2. Multipurpose tool
You never know what tools you might need on a road trip — but you certainly don’t want to pack a full-blown toolbox. Instead, buy a multipurpose device like the Gerber Dime Multi-Tool. This all-in-one product features 10 handy tools, including needle nose spring-loaded pliers, scissors, and a retail package opener. Plus, it’s compact and lightweight, so it can be stored in one of your vehicle’s storage compartments, your pocket, or your purse.
Keep a flashlight in your glove box alongside the multitool so you can see what you're doing when making a repair.
3. Warning devices
Anything from a mechanical breakdown to a traffic accident can render your car inoperable and create a dangerous situation for you and other drivers. Use emergency roadside flares or early warning road safety triangles (or a combination of both) to alert drivers to your disabled vehicle. To help avoid a breakdown on the road, have your vehicle thoroughly evaluated by a certified mechanic before your trip.
4. First aid kit
Whether you’re driving around town or across the country, it’s always a good idea to keep a well-stocked first aid kit in your car. Make sure your first aid kit includes bug repellent and sunscreen during the summer, and if a family member or pet needs prescription medicine, pack at least one day’s worth. You can create your own first aid kit or purchase AAA's 121-piece kit.
5. Pet safety restraints
An unsecured animal can be hurt during an accident or as the result of a sudden stop. They can also cause injury to passengers and impede driving. If you’re traveling with a pet who is not in a carrier, a pet barrier will contain them behind the rear seats of your vehicle. If you do not have an open trunk, secure your canine friend with a Kurgo seatbelt tether.

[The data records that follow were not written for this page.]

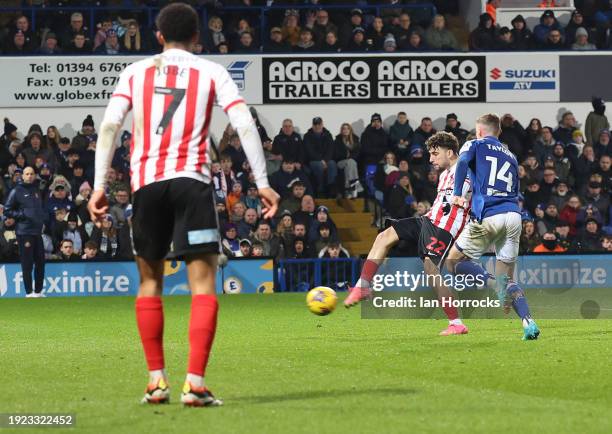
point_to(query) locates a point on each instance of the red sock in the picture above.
(202, 326)
(150, 320)
(450, 311)
(369, 270)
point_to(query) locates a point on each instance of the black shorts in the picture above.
(180, 211)
(433, 242)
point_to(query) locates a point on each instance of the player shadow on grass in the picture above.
(316, 394)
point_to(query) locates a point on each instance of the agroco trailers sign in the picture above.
(308, 80)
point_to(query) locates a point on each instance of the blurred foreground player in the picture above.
(171, 97)
(434, 232)
(496, 216)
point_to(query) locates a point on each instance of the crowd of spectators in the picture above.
(581, 33)
(356, 28)
(565, 182)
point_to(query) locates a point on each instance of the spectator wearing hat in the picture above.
(65, 251)
(564, 238)
(596, 197)
(345, 34)
(50, 45)
(358, 43)
(271, 243)
(576, 22)
(80, 45)
(76, 27)
(37, 149)
(230, 242)
(111, 44)
(319, 148)
(482, 37)
(570, 211)
(453, 126)
(107, 239)
(22, 25)
(276, 44)
(293, 200)
(331, 43)
(322, 26)
(553, 41)
(588, 239)
(404, 30)
(566, 128)
(561, 195)
(288, 143)
(71, 229)
(377, 34)
(596, 121)
(602, 146)
(582, 41)
(321, 215)
(59, 197)
(389, 44)
(401, 201)
(605, 171)
(24, 205)
(549, 244)
(18, 46)
(306, 42)
(245, 249)
(284, 179)
(438, 37)
(522, 37)
(548, 22)
(87, 134)
(374, 142)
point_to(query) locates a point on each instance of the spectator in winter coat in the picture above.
(548, 22)
(483, 37)
(453, 126)
(400, 135)
(522, 38)
(289, 144)
(438, 37)
(319, 147)
(596, 121)
(374, 142)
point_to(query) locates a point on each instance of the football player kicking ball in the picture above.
(493, 170)
(434, 232)
(171, 96)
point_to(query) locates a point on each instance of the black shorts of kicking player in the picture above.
(180, 211)
(433, 242)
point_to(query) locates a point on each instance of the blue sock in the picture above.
(519, 302)
(471, 268)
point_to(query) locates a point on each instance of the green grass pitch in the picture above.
(281, 369)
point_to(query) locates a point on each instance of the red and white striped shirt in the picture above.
(171, 96)
(443, 214)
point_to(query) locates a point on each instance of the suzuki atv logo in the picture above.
(495, 73)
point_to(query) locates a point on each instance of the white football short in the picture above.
(503, 231)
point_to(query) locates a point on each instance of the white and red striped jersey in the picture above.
(171, 96)
(443, 214)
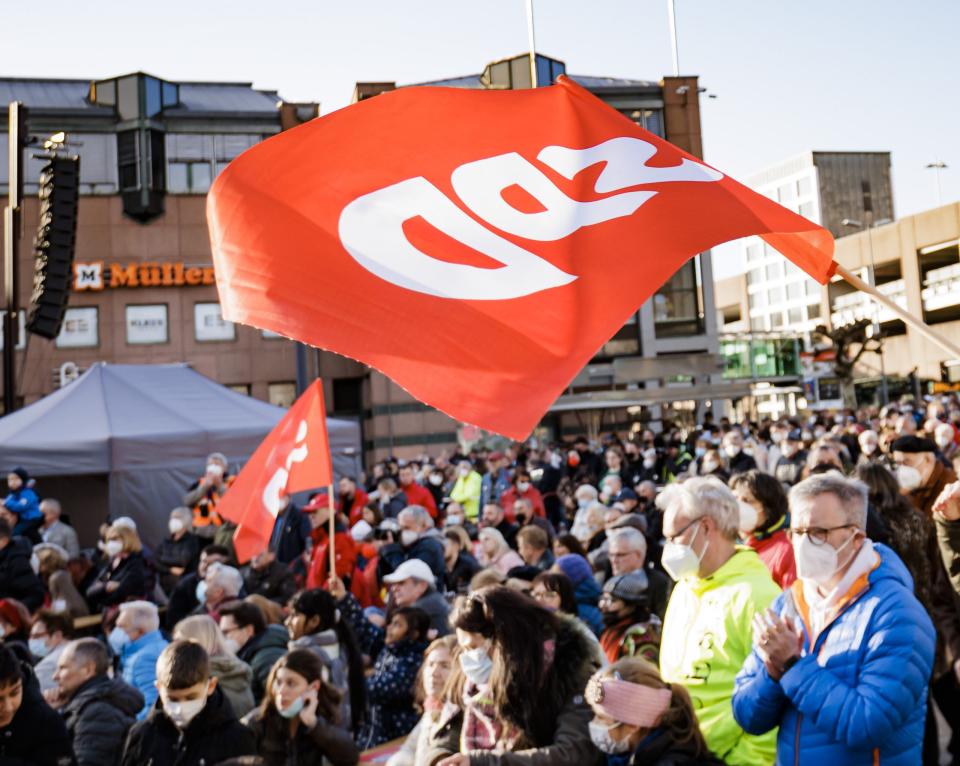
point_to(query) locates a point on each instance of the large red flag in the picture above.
(478, 247)
(294, 457)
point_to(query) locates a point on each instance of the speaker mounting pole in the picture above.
(16, 139)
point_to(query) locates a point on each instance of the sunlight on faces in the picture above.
(406, 592)
(288, 686)
(436, 671)
(11, 696)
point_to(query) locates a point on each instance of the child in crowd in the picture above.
(390, 688)
(192, 722)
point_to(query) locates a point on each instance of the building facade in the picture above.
(827, 188)
(144, 288)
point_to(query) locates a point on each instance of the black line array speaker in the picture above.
(53, 245)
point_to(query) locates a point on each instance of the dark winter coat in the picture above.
(290, 540)
(213, 736)
(274, 582)
(130, 575)
(390, 711)
(98, 717)
(183, 553)
(37, 735)
(459, 577)
(17, 578)
(557, 734)
(658, 748)
(261, 651)
(323, 744)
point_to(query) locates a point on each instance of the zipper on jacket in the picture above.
(796, 741)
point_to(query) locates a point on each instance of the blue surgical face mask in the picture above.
(476, 665)
(118, 640)
(293, 711)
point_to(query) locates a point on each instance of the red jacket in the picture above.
(417, 495)
(508, 498)
(355, 510)
(777, 553)
(345, 551)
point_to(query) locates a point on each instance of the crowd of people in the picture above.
(730, 593)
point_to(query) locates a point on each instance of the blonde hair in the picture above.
(201, 629)
(271, 610)
(126, 535)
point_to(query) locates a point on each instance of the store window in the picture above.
(147, 325)
(282, 394)
(80, 328)
(677, 305)
(209, 324)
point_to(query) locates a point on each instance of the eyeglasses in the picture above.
(817, 535)
(673, 537)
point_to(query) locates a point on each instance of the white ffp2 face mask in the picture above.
(680, 560)
(817, 563)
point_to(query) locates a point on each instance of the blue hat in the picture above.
(575, 567)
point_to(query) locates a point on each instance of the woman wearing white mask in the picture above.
(515, 694)
(233, 675)
(638, 719)
(125, 575)
(764, 522)
(179, 553)
(297, 720)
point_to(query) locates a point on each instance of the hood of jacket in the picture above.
(112, 691)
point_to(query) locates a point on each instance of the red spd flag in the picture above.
(294, 457)
(477, 247)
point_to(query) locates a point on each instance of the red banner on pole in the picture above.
(294, 457)
(476, 246)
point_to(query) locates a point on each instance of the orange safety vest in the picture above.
(205, 512)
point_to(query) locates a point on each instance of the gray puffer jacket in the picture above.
(98, 718)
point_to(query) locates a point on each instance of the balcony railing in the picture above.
(854, 306)
(941, 288)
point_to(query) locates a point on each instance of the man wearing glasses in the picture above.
(841, 662)
(706, 630)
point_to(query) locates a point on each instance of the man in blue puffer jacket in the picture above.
(841, 661)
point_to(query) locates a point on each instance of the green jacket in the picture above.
(948, 536)
(706, 638)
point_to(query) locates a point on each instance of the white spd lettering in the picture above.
(275, 490)
(371, 226)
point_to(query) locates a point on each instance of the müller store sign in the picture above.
(98, 275)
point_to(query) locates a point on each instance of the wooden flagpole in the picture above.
(917, 324)
(330, 543)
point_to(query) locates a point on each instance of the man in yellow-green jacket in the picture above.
(707, 633)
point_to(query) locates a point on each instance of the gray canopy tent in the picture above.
(128, 440)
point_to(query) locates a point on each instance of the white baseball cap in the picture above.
(415, 568)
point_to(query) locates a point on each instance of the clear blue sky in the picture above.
(822, 74)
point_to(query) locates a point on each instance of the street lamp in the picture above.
(938, 166)
(855, 224)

When traveling during a heat wave, it's critical to stay out of the sun to avoid sun burn or heat stroke. But it's not necessarily safe or practical to sit in the car with the air conditioner running. Instead, pack a parasol or UV-filtering umbrella to create shade in any environment.

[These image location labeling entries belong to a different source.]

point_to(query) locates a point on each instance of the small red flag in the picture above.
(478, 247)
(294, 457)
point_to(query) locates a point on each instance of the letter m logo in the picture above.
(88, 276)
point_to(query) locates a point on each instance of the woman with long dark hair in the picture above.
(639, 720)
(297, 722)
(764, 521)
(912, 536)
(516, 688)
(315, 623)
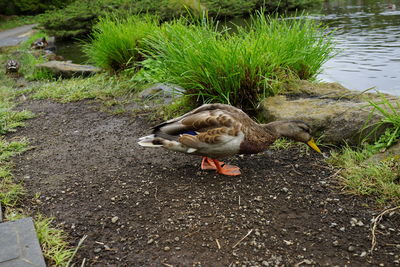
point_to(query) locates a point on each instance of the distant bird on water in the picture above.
(215, 131)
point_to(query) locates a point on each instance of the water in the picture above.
(368, 37)
(71, 50)
(367, 33)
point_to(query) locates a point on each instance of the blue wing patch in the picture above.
(191, 133)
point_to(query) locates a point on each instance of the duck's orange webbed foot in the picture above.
(208, 164)
(226, 169)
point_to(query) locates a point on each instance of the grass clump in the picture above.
(378, 179)
(239, 68)
(390, 112)
(53, 243)
(117, 43)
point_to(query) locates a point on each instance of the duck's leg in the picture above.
(226, 169)
(208, 164)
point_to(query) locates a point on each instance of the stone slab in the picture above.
(19, 246)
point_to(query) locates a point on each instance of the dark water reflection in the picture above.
(368, 37)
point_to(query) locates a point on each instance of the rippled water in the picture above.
(368, 37)
(367, 33)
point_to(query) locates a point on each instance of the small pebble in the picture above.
(114, 219)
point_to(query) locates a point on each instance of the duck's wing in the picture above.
(203, 118)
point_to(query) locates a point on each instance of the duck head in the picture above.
(294, 130)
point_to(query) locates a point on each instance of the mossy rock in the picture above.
(335, 113)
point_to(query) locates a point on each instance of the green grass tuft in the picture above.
(116, 43)
(391, 116)
(52, 240)
(378, 179)
(238, 68)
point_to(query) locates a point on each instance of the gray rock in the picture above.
(67, 69)
(332, 111)
(19, 246)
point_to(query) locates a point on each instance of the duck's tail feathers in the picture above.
(148, 141)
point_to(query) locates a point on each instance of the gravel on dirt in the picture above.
(152, 207)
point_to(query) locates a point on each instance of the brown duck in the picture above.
(215, 131)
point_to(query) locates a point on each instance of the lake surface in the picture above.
(368, 37)
(367, 33)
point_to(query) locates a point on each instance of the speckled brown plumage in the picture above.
(215, 131)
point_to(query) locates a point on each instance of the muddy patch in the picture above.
(151, 207)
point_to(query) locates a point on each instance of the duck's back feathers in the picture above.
(212, 129)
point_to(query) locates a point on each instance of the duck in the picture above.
(12, 66)
(216, 131)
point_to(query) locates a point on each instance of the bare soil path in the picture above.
(150, 207)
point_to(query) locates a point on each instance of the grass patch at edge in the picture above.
(380, 180)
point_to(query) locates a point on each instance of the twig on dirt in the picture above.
(243, 238)
(335, 174)
(155, 194)
(294, 169)
(76, 249)
(377, 219)
(192, 233)
(219, 246)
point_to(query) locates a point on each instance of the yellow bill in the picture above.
(314, 146)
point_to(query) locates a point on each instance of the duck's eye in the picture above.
(304, 128)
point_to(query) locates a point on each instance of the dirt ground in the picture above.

7. Portable cellphone charger
Travelers rely on their cellphones for everything from directions to restaurant recommendations. A cellphone is also a necessity if you need to call 911 or a tow truck. Keep a portable cellphone battery charger on hand in case your car stops working or you need to leave your vehicle. The Anker PowerCore 20100 Portable Charger is fast-charging, long-lasting, and compatible with a variety of mobile devices.
Keep the charger out of the hot sun for best results.
8. Spare tire and jack
A flat tire will derail even the best planned road trip. Make sure to carry a spare tire and a car jack that are in good condition. You’ll also want to pack a can of lubricant like WD-40 to help loosen stuck wheel lug nuts. If you’re planning a long trip, it’s a good idea to add roadside assistance (make sure it includes emergency flat tire replacement) to your car insurance policy. If you have to change the tire yourself, set out flares and warning devices before you get started.
9. Fire Extinguisher
Keeping a fire extinguisher in your car can help prevent a small fire from becoming unmanageable. Be sure the fire extinguisher is rated for Class B and Class C fires by the NFPA, and keep it strapped down in the trunk of your vehicle when not in use.

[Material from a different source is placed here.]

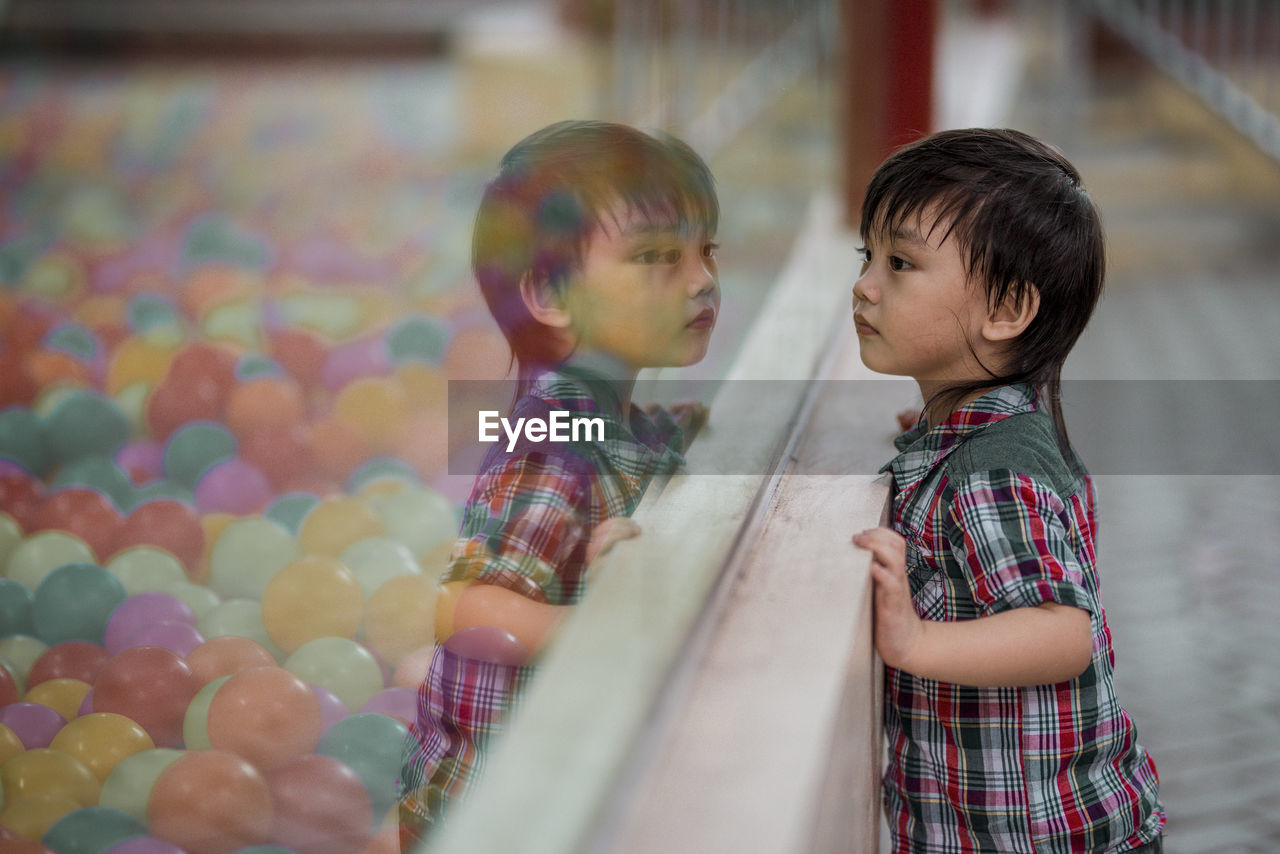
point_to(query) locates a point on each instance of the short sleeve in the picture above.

10. Portable Car Battery Charger
No car emergency kit is complete without jumper cables or a portable battery charger. These dead battery chargers are a great alternative to traditional jumper cables because they don’t require you to use another vehicle’s battery. Portable chargers are small, powerful, and inexpensive. Some even come with accessories like USB ports so you can charge your mobile devices.
A bit of forethought can go a long way toward helping your family enjoy a safe summer excursion. Stock your car with these safety necessities and hit the road well prepared this summer.